Es schließt sich ein Kapitel „Erfahrungswissen“ an, wobei jeder der 3 ärztlichen Mitautoren einen Teil bringt. Dr. Etzel zeigt eine Tabelle, in der in einer 5-stufigen Bewertung der Besserung bei einzelnen Erkrankungen „annähernd prozentuale“ Verhältnisse gebracht werden. Diese geben in Schritten von 5 % oder 10 % die jeweilige Kategorie von keine bis sehr gute Besserung an. Während eine solche grobe Abstufung bei kleinen Patientenzahlen von 10 sinnvoll erscheint, taucht bei Patientenzahlen wie „> 500“ der Verdacht auf, dass diese Tabelle nicht etwa auf dokumentierten Erfahrungen oder einer Auswertung von Patientenunterlagen beruht, sondern in Wirklichkeit eine – doch einigermaßen subjektive – Abschätzung des Arztes darstellt. Nicht viel informativer ist die entsprechende Tabelle bei Dr.
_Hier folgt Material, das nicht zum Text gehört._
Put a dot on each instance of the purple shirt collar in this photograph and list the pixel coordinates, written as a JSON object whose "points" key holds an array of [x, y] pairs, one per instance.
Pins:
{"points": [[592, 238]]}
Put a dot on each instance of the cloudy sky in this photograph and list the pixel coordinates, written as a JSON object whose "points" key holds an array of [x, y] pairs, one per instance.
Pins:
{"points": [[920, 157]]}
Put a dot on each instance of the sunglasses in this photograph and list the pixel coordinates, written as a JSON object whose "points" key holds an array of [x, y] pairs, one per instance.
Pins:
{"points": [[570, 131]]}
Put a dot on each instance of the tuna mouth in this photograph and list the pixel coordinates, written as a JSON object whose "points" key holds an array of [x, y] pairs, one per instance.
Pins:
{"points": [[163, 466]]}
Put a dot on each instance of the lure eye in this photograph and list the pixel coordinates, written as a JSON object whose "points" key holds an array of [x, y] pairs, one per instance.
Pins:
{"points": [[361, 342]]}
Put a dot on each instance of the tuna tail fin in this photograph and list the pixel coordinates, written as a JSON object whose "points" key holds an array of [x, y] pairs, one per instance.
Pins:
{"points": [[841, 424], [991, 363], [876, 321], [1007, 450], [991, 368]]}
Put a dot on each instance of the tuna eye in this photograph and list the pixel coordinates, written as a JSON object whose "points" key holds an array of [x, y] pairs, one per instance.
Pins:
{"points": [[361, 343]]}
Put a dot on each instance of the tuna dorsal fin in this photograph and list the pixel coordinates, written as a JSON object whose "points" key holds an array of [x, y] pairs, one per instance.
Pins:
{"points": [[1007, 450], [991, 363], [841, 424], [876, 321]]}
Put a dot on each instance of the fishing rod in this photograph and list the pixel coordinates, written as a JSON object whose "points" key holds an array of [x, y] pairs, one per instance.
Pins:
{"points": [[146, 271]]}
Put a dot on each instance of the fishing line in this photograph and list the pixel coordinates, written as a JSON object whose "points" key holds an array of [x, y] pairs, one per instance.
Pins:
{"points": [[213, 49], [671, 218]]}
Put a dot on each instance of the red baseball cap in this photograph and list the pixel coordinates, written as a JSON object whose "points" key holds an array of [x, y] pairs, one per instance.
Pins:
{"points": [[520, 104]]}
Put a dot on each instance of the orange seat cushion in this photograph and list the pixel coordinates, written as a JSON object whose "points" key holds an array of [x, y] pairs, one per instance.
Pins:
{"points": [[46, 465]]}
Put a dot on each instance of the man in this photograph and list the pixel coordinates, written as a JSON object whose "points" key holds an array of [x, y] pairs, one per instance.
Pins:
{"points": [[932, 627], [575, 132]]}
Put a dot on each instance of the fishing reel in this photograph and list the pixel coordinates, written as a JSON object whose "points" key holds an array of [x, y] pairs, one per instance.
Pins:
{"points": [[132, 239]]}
Gerhardt, bei dem der Therapieerfolg bei verschiedenen Erkrankungen lediglich mit 2–4 Pluszeichen differenziert wird, obwohl anderseits sehr genaue Patientenzahlen, z.B. 2015 für Morbus Crohn, genannt werden. In der Tabelle von Dr. Schrott sind vorwiegend Einzelfälle hinsichtlich des Therapieerfolgs mit Null oder 2–4 Pluszeichen dargestellt. Aufschlussreicher sind hier die entsprechenden Texte, die die ersten Erfahrungen auch bei seltenen „Anwendungsgebieten“ beschreiben.

Im Fazit des Abschlusskapitels heißt es: „Ein Versuch bei chronisch–entzündlichen Erkrankungen mit einem Weihrauchpräparat würde sich lohnen.“ Dazu wünscht sich Ammon ein standardisiertes und zugelassenes Präparat. Bezüglich der möglicherweise interessanten Antitumor-Wirkungen wird auf die Notwendigkeit höherer Gewebekonzentrationen von Boswelliasäuren verwiesen, woran mit Vehikeln wie Nanopartikel und Löslichkeitsvermittler gearbeitet werde. (Dass damit der Bereich der Phytotherapie verlassen werden würde, ist den Autoren keiner Ausführung wert.)

Fazit: Dieses Buch stellt den komplexen Wissensstand von Weihrauch übersichtlich dar und kann sowohl vom Fachmann wie vom interessierten „Laien“ (Patienten) gelesen und verstanden werden. Das Buch ist sehr gut zu lesen, da der Textfluss durch passende Farbabbildungen und Tabellen ergänzt und aufgelockert wird. Somit kann ich das Buch interessierten Kollegen und Patienten empfehlen.

Bezüglich der Geschichte der missglückten Zulassungen (Weihrauch wurde durchaus von der Kommission E beraten!) und der durchgeführten (aber nicht publizierten) klinischen Studien ist das Buch nicht ganz komplett und die angefügten Erfahrungen im letzten Kapitel leider mangelhaft (insbesondere die Tabellen zur „Besserung“) dargestellt. Zu möglichen Interessenkonflikten der Autoren wird nichts ausgesagt.